- Cropping - dead easy this one, simply take a single exposure as normal, and then crop it down to your desired format. Positives are that you can visualise how the final image will look, and your camera may even have guidelines in the viewfinder or on the LCD to help compose the picture. Also, this method works for moving subjects, can be used handheld and requires no additional equipment. Downside: you are throwing away perhaps half the resolution of your camera. Tip: to help with composition, stick a bit of semi-transparent gift tape across your LCD to show your preferred aspect ratio, but still allows you to compose using the full frame when you want to.
- Stitching - the basic principle is to create a row or rows of overlapping images that can then be 'stitched' together on a computer.
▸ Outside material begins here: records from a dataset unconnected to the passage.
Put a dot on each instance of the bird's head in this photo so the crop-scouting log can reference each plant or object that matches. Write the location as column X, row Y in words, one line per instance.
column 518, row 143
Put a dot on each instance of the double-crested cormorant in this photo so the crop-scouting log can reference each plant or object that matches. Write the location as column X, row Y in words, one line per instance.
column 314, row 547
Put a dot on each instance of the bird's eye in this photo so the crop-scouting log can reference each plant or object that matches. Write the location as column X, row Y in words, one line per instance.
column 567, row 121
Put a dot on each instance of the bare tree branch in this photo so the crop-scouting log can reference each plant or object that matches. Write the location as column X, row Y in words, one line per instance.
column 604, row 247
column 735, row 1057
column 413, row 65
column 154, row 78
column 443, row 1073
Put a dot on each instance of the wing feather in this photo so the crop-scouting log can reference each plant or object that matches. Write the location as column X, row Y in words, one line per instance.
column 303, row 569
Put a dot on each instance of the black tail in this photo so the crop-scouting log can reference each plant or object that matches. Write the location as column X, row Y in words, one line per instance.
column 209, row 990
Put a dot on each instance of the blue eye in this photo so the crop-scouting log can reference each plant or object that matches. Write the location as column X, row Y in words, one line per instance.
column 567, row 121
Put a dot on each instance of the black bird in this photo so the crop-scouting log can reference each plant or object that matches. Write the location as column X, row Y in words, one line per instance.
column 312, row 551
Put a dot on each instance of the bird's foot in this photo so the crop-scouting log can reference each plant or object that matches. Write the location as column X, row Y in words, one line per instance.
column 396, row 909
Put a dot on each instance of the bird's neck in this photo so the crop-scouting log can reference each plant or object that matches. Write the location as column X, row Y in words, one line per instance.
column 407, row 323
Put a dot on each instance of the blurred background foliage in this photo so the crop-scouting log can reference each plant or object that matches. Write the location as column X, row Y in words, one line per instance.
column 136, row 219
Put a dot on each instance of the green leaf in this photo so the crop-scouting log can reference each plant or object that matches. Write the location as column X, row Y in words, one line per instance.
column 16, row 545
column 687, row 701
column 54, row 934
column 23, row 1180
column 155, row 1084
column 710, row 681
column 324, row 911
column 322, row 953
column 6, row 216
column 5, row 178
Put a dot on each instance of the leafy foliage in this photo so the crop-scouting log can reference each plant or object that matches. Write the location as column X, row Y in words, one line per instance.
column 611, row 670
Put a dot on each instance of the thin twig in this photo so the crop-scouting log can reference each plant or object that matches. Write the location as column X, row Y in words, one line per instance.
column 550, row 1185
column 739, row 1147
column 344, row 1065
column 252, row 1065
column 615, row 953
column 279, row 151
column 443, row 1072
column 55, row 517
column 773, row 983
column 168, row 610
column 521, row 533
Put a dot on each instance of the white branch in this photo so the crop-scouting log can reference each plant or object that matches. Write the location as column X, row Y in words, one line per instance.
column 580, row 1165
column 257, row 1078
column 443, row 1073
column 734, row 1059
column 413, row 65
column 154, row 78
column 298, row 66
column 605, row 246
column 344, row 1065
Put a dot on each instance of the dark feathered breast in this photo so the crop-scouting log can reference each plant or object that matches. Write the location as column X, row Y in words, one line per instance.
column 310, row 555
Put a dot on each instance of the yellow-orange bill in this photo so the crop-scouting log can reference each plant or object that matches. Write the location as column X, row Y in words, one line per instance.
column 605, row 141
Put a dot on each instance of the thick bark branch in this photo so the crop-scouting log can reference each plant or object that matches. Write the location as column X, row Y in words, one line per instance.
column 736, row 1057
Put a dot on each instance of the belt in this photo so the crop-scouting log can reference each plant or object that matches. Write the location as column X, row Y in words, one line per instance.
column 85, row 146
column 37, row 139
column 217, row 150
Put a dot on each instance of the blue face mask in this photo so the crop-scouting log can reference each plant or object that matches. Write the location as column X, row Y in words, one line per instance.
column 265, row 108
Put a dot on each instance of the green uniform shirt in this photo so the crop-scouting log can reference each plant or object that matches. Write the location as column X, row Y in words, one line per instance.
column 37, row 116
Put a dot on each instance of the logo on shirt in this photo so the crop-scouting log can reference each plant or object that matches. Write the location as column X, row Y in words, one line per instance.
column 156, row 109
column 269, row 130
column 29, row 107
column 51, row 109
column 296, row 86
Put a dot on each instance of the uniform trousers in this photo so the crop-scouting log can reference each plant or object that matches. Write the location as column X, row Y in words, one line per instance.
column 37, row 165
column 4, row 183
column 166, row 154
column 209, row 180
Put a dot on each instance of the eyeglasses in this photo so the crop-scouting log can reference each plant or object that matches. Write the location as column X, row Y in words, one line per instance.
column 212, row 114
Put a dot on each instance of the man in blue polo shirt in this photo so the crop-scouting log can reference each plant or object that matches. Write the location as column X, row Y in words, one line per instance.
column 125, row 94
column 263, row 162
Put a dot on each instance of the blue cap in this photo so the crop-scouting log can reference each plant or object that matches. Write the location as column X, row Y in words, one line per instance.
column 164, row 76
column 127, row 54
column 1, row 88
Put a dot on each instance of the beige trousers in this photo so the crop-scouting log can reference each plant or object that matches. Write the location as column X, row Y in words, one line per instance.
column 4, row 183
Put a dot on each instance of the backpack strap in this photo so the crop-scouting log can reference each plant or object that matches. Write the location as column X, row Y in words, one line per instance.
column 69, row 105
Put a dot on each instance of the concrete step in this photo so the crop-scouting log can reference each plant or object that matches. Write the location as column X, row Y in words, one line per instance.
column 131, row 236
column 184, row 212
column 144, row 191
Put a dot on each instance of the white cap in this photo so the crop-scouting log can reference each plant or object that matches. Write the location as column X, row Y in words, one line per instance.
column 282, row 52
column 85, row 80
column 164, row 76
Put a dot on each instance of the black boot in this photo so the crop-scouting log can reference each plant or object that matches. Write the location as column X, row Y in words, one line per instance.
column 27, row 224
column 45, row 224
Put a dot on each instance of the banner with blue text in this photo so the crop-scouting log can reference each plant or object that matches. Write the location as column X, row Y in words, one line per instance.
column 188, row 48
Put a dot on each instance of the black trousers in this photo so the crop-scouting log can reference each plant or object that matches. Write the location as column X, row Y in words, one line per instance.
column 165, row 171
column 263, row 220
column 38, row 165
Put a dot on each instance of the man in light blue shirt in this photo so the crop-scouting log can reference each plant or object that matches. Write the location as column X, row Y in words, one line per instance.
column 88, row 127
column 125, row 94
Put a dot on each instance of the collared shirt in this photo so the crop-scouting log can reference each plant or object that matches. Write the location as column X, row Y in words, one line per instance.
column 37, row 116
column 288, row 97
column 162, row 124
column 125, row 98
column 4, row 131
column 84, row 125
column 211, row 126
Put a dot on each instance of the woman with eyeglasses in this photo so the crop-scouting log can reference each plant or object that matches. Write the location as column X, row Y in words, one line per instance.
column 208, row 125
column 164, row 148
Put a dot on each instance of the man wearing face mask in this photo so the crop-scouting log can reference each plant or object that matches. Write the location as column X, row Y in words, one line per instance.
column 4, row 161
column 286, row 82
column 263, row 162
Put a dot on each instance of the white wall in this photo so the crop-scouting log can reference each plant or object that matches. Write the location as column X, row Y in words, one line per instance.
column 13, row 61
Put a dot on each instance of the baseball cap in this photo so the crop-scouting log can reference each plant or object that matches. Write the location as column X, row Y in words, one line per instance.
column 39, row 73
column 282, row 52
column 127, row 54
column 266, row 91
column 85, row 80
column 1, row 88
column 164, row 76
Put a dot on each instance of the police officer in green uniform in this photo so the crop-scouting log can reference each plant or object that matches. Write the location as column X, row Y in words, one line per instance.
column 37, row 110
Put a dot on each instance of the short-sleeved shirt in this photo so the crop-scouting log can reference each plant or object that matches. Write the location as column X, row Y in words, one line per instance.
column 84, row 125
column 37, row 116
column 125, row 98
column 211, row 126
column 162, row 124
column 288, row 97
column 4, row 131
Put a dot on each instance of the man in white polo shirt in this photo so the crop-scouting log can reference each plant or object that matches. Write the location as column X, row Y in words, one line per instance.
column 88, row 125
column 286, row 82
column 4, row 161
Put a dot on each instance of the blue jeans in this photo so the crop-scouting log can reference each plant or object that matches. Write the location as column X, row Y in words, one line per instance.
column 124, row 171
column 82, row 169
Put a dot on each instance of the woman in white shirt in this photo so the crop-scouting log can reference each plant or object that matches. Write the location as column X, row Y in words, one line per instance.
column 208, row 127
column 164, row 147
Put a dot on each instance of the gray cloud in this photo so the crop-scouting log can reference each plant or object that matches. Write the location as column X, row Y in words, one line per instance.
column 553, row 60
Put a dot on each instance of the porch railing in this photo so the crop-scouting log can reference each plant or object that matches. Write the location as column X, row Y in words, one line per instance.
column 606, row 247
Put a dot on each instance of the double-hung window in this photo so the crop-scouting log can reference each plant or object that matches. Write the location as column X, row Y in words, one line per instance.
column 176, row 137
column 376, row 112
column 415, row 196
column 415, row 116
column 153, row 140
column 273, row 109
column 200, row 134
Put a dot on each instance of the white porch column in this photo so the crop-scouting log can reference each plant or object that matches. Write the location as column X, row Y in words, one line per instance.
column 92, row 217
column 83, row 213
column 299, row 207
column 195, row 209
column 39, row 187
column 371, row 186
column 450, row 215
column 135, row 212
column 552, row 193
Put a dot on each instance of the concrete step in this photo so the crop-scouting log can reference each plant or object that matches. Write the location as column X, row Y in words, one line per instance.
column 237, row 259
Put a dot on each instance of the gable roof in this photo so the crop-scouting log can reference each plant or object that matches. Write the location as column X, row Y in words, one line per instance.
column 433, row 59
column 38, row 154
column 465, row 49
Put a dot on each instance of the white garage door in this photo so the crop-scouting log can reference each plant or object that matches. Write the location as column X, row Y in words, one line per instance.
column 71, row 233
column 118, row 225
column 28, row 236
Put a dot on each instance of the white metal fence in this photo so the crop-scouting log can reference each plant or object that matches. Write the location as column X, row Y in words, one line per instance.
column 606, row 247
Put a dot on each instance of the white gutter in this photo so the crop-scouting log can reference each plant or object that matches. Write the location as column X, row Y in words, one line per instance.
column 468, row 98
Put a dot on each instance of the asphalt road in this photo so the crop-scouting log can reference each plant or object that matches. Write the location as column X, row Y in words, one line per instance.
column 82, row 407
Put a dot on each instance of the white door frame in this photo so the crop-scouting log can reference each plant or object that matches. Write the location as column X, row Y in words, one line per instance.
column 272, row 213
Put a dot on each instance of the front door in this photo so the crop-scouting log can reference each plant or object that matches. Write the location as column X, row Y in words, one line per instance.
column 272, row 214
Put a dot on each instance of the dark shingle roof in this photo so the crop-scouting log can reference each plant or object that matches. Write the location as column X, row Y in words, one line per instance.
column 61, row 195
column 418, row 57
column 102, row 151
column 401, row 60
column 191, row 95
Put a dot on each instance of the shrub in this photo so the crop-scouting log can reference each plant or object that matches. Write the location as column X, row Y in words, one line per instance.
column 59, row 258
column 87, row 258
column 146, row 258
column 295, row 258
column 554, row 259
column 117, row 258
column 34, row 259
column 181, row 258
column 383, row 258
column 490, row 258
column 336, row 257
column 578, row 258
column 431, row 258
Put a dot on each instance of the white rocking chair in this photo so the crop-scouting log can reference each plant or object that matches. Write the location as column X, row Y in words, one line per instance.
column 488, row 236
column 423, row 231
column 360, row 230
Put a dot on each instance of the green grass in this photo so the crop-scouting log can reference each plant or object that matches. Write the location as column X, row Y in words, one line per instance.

Quite tricky to do without a specialist panoramic tripod head, which helps to eliminate parallax error so that the images captured will stitch accurately in your software (I use PTGui). Positives are you can achieve very high resolution images: typically when I create a 3:1 panorama using this method, the final image will be 40 to 80 megapixels, and that makes a high quality panoramic tripod head very economic compared to the cost of a higher-resolution camera. Of course, this method doesn't work with moving subjects, and can be quite slow and cumbersome to set up. It's also more tricky to visualise what the final image will look like. Oh, and that super-duper wide angle lens you just bought? Sorry, but you are more likely to be using a short telephoto with this method :-)
- Shift lens - both Canon and Nikon produce shift lenses that allow you to create 2:1 panos on full 35mm frame digital SLRs, and 3:1 on cropped-sensor cameras. You simply take 3 images, one shifted left, one with no shift, and one shifted right. These are then stitched in software as method 2. There is no problem with parallax as you are shifting the lens and not the camera, and it's slightly easier to visualise the results, especially using Liveview. However, shift lenses tend to be expensive and quite heavy.
For me, option 1 is really a stop-gap when an unexpected opportunity presents itself and there isn't time for the one of the other methods (or you don't have the right equipment with you!). My preference is for method 2, with 3 as an option when travelling light.
2 comments:
HI,
I would also add that when staking pictures for method 2 and 3 I would recommend shooting in portrait mode to get good landscape panorama (especially when stitching 3:1 photo).
For option 2, completely agree. You could do this with option 3, but you would not get a panoramic format - more like a 3:2 at 3x the resolution of the sensor.